Before I begin, don’t be fooled. I wish I could speak volumes on the delicious, creamy, frothy, sweet, spiced, fragranced pumpkin spiced lattes that I have had here, but I cannot. While they have just about EVERYTHING you can imagine within a twenty-minute walk (including NERF balls that Sean is planning on using in his classroom… I’ll let him explain), I have been craving those fall flavors that only the Midwestern seasons can provide.
Pumpkin spice lattes, orchard-fresh apples, honey-comb honey sticks, farmer’s market hot spicy cheesy bread, Sunday morning kringle, and of course, the coming season of the Oktoberfests…
It’s official: These are the first things that I miss! (Aside from my family, but inanimate objects are so much easier to put into words.) I have been eating hummus, baklava, stuffed grape leaves, tahini, babba ganoush, and falafel so much that it makes the Middle East Feast at Trader Joe’s look pathetic. But it’s the things that make Wisconsin so very fall-weathery that I miss right now. Thus is the explanation for the latter half of this blog title. Now I shall move on.
Another mantissa that I’d like to treat you to that is Wisconsin-themed is a little surprise I found this morning while walking into the middle school office. Apparently they got their supply shipment over the weekend, and there were at LEAST forty boxes stacked floor to ceiling. The very first thing I saw was scrawled across the front of each box in size 72 blue cursive font, the name “NASCO”. That’s right! All the way in Kuwait they buy their school supplies from Nasco in Fort Atkinson, Wisconsin! Below the company name was the line, “Fort Atkinson, Wisconsin”. I, of course, started grinning like an idiot and stopped myself short before I blurted out the most touristy-annoying lines to the poor secretaries who were up to their elbows in tardies. I will bring my camera with me next time to document this phenomenon. Nasco in Kuwait, I can’t believe it.
Speaking of camera, let’s get on to this post’s photographs! In case you didn’t know—and I just found this out a few days ago—Friday is the holy day in Islam. As a result, our weekends fall on Friday & Saturday, and our first day of the workweek is Monday. That being said, this Friday I went to one of the most interesting places I’d been to so far while in Kuwait, which is called the Friday Market. With the word “market” in it’s title, you’re probably picturing a sand lot with crates of chickens and old refrigerators for sale. Combine that preconception with the State Fair grounds and you’ve got a fairly accurate idea.

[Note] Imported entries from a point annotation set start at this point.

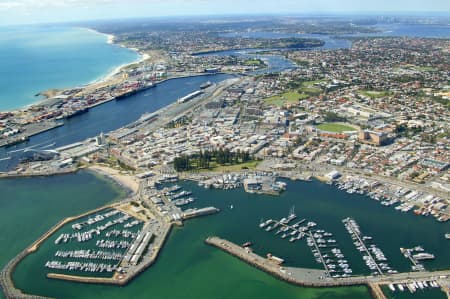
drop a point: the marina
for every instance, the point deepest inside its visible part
(323, 247)
(295, 254)
(372, 255)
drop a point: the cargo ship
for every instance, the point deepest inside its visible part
(135, 91)
(206, 85)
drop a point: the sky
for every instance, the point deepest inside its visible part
(49, 11)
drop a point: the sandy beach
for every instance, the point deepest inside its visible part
(125, 180)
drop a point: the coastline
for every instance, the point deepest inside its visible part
(109, 74)
(110, 38)
(126, 181)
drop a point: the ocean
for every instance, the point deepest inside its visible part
(187, 268)
(37, 58)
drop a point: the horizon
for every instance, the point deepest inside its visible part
(23, 12)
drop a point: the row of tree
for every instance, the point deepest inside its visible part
(204, 158)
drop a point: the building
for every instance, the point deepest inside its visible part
(333, 175)
(374, 138)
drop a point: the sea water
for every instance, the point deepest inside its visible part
(34, 59)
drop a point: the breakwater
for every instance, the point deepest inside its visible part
(316, 278)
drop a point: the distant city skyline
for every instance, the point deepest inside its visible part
(49, 11)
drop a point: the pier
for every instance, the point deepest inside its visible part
(317, 278)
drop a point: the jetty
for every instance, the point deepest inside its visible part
(317, 278)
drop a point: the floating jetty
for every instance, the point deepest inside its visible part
(372, 255)
(317, 278)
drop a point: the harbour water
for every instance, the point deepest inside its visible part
(38, 58)
(190, 269)
(109, 116)
(29, 207)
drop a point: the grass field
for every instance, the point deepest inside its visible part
(376, 94)
(230, 168)
(286, 98)
(335, 128)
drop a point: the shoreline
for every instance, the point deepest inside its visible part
(109, 74)
(125, 181)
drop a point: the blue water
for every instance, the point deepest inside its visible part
(38, 58)
(335, 42)
(414, 30)
(108, 117)
(330, 42)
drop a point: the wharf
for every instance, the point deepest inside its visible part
(14, 174)
(317, 278)
(30, 130)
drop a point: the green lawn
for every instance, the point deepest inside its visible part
(286, 98)
(335, 128)
(376, 94)
(230, 168)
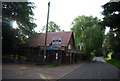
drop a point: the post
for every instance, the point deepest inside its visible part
(44, 59)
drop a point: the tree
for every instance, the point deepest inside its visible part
(111, 19)
(81, 23)
(87, 30)
(92, 39)
(52, 27)
(22, 13)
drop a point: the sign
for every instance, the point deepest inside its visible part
(56, 42)
(50, 48)
(56, 56)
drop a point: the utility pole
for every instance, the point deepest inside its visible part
(44, 59)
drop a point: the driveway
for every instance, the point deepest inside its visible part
(98, 69)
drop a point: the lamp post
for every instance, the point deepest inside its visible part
(44, 60)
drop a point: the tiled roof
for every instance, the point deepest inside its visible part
(39, 39)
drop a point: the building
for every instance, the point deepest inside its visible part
(60, 48)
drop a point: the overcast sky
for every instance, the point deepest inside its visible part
(62, 12)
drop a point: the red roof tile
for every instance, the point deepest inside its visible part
(39, 39)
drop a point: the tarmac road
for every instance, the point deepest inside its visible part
(98, 69)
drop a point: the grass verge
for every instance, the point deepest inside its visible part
(113, 62)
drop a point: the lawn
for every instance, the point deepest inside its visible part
(113, 62)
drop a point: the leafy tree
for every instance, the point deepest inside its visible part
(92, 39)
(81, 23)
(111, 19)
(22, 13)
(87, 30)
(52, 27)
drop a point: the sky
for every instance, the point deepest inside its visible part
(63, 12)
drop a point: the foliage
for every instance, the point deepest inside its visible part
(52, 27)
(88, 31)
(22, 13)
(92, 39)
(112, 19)
(80, 23)
(9, 39)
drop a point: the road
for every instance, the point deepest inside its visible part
(99, 69)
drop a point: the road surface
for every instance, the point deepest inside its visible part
(99, 69)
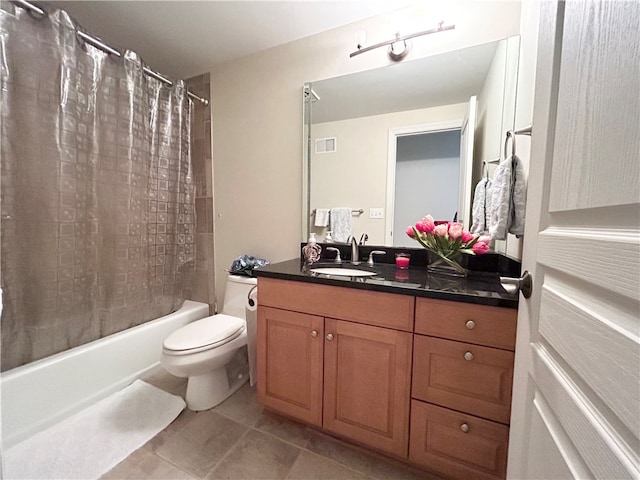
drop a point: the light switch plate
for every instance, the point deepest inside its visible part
(376, 213)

This place was HUGE! It’s an open-air market that sells everything from sunglasses, JLo perfume, Gulf War memorabilia, to used and new furniture from India to China. They also sell some of the most beautiful textiles, carpets, and fabrics I have ever seen.
When you get there, it’s a sensory overload. I immediately headed towards the old guy selling antiques, while Sean stepped back and said to himself, “Let’s take a fair look around and see what this whole place has to offer first.” And I’m glad he stopped me—by the end of our time at the Friday market, we bartered a $100 rug down to $25, I found a beautiful Indian skirt for $3.50, and did my first haggling ever all by myself for some Arabic fabric for our apartment!
We swore to ourselves that we’d go back. You can really buy anything you need there, and for a fraction of the price you’d find at any department store. If you look in the picture above, you see large, circular roofs, right? Under each roof is a “genre” of the market. Under one roof is ALL couches and ottomans, under another is ONLY coffee tables, under another is used clothing, under another is only gold, silver, metal, and brass, under another is curtains, under another is household appliances (and I mean ALL household appliances: generators, shower heads, mops, bidets, garbage cans, dish detergent, slippers, you name it), and under ANOTHER is artwork. And that’s just a list I made right now while thinking back on it; that’s only a fraction of what is there.
All in all, I think the Friday market could be an all-day event. We were only there for a few hours, but with enough water to keep you hydrated, a back-up camera battery, and an open mind, you could stay until dusk.